Greece remains a key unknown for the region. The good news, however, is that fundamentals indicate little reason for contagion and, more importantly, markets have remained reasonable. Yields have been up, but spreads for both EUR-periphery as well as the region have risen only slightly. Apart from imbalances being in check, regional trade links with Greece are minor. Bulgaria stands out here with the highest exposure, via its banking sector, joined by Romania.

CEE trade links with Greece (exports/GDP, 2014)

CEE Handelsverbindungen mit Griechenland (Exporte/BIP, 2014)
Source: Datastream, national statistics

We would argue that yields have started to rise for a good reason, with expectations on inflation and (finally) nominal growth behind the weaker bond prices. This matches our theme of CEE posting a strong economic recovery, even outperforming other emerging markets. EM overall have started to post some signs of recovering growth as well, despite increasing concerns on China.

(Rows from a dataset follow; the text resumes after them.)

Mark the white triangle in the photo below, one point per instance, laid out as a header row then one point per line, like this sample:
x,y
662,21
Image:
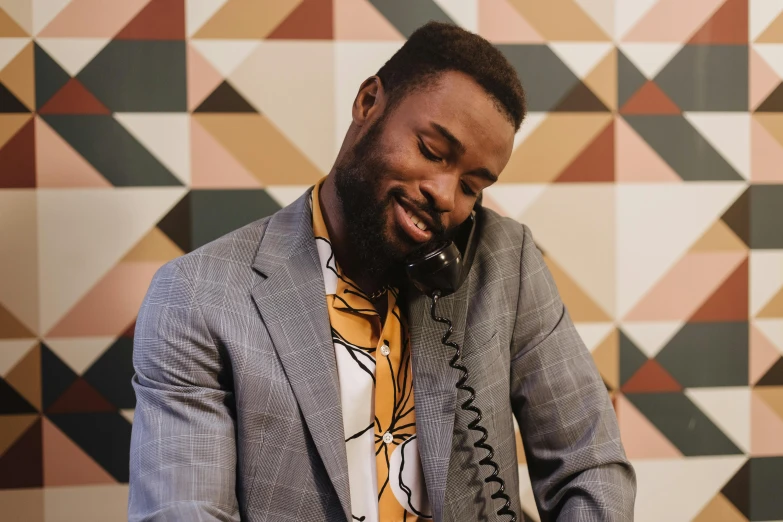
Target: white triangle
x,y
650,58
70,225
44,11
463,12
73,53
581,57
593,334
650,239
773,55
282,91
12,351
529,125
687,485
574,223
651,337
197,12
20,12
773,330
286,194
10,48
165,135
627,13
602,13
766,277
225,55
728,133
79,354
728,408
761,14
514,198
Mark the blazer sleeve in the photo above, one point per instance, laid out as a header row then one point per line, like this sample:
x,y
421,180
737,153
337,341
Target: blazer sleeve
x,y
576,461
183,453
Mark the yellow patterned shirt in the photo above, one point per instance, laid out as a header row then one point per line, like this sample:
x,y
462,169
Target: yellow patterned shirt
x,y
373,364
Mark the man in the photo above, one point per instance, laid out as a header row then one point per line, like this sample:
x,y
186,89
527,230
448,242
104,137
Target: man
x,y
291,371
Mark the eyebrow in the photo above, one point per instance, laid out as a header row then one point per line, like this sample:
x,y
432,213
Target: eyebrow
x,y
481,172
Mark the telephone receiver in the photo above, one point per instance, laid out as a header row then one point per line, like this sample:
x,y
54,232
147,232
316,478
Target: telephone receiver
x,y
439,273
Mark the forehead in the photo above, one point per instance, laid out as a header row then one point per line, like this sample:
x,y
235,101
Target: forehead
x,y
455,101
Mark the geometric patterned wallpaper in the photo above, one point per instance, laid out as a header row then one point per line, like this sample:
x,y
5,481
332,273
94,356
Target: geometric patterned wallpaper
x,y
650,169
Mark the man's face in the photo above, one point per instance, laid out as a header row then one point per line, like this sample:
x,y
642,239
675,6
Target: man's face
x,y
414,173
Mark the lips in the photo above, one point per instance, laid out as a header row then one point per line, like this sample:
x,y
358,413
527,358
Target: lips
x,y
415,225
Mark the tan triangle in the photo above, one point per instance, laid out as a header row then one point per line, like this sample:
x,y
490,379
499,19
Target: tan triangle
x,y
9,28
260,148
12,427
66,464
774,308
560,20
720,510
155,246
602,80
19,76
773,396
773,33
581,307
719,238
607,358
552,146
25,377
247,19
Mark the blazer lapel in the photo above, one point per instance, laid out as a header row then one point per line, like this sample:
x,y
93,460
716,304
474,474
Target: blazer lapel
x,y
434,390
291,301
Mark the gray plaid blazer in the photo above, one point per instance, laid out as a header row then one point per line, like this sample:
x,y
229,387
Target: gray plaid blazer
x,y
238,413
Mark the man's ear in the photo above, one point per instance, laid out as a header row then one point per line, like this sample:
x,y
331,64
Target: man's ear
x,y
368,102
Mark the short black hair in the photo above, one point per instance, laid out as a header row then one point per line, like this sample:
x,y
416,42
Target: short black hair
x,y
438,47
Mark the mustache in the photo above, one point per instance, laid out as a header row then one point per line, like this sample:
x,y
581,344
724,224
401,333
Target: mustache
x,y
437,228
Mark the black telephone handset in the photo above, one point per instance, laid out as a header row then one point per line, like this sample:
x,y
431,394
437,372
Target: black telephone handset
x,y
438,273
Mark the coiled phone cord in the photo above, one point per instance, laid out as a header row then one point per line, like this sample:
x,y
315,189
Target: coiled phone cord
x,y
468,406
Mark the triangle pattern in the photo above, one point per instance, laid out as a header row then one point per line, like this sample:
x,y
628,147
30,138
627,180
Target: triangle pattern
x,y
727,26
66,464
158,20
74,98
596,163
312,19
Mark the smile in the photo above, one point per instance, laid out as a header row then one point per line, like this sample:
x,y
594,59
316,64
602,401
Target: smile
x,y
413,224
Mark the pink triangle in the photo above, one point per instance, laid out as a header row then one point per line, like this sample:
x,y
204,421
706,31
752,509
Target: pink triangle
x,y
212,165
66,464
101,311
500,23
668,21
766,429
636,161
202,78
58,165
766,155
93,18
762,79
641,439
360,20
763,355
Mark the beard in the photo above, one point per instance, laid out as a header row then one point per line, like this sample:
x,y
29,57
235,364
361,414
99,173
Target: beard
x,y
364,208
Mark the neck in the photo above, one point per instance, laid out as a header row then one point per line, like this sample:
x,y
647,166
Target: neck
x,y
335,224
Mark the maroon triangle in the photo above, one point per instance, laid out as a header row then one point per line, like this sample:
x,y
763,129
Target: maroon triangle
x,y
312,20
17,159
80,397
21,466
74,98
159,20
651,377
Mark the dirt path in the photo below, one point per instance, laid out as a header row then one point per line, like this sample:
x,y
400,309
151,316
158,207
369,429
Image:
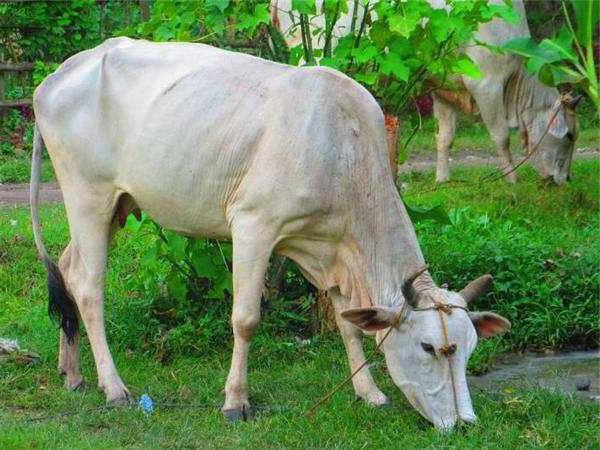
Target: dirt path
x,y
18,193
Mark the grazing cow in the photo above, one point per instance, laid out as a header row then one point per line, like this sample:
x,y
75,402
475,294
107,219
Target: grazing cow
x,y
204,140
505,96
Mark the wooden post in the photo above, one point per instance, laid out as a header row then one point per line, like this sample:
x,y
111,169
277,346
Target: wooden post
x,y
12,67
391,128
144,10
2,110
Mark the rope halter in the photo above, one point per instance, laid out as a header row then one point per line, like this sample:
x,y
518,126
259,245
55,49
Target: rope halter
x,y
448,349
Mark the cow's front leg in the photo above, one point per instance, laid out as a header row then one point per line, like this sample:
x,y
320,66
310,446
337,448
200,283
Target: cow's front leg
x,y
446,127
68,352
364,385
90,233
251,250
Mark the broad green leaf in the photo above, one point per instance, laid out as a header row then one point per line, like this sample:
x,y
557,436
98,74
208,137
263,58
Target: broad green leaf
x,y
367,78
176,286
465,66
304,6
403,25
392,64
436,213
562,44
221,5
587,15
507,13
365,53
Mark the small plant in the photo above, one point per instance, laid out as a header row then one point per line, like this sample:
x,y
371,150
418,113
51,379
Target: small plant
x,y
571,56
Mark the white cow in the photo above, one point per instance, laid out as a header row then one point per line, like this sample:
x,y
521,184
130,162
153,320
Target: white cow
x,y
505,95
205,141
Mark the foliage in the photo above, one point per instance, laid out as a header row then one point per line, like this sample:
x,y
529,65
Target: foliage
x,y
406,44
539,244
287,376
189,284
41,70
568,57
51,31
223,23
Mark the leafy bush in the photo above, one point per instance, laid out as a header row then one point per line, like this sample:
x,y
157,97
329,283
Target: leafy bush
x,y
568,57
540,245
186,291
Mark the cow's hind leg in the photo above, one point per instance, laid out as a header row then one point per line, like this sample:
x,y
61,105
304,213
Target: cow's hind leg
x,y
490,101
446,127
90,219
364,385
252,246
68,352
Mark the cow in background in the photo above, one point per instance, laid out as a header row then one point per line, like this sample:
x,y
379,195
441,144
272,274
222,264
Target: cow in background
x,y
505,96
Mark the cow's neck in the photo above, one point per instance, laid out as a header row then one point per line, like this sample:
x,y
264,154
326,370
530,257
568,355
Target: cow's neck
x,y
526,97
389,248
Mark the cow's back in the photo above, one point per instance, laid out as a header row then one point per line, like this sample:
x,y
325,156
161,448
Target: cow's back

This appears to be important, since we feel that only increasing interest in EM overall can help ease the region’s bottleneck, which is liquidity. Indeed, liquidity momentum is rising and country flows indicate some improvement. In order to close the performance gap of emerging Europe to DM and EM overall, we still need more of this, though.

Valuation has come down somewhat, while growth remains sound. More important, however, is that the EPS consensus trend has finally bottomed out, indicating a sustainable growth recovery, not merely driven by the effects of a low base. We believe that this is important, since it will help to keep equity attractive relative to rising bond yields, while adding a new driver.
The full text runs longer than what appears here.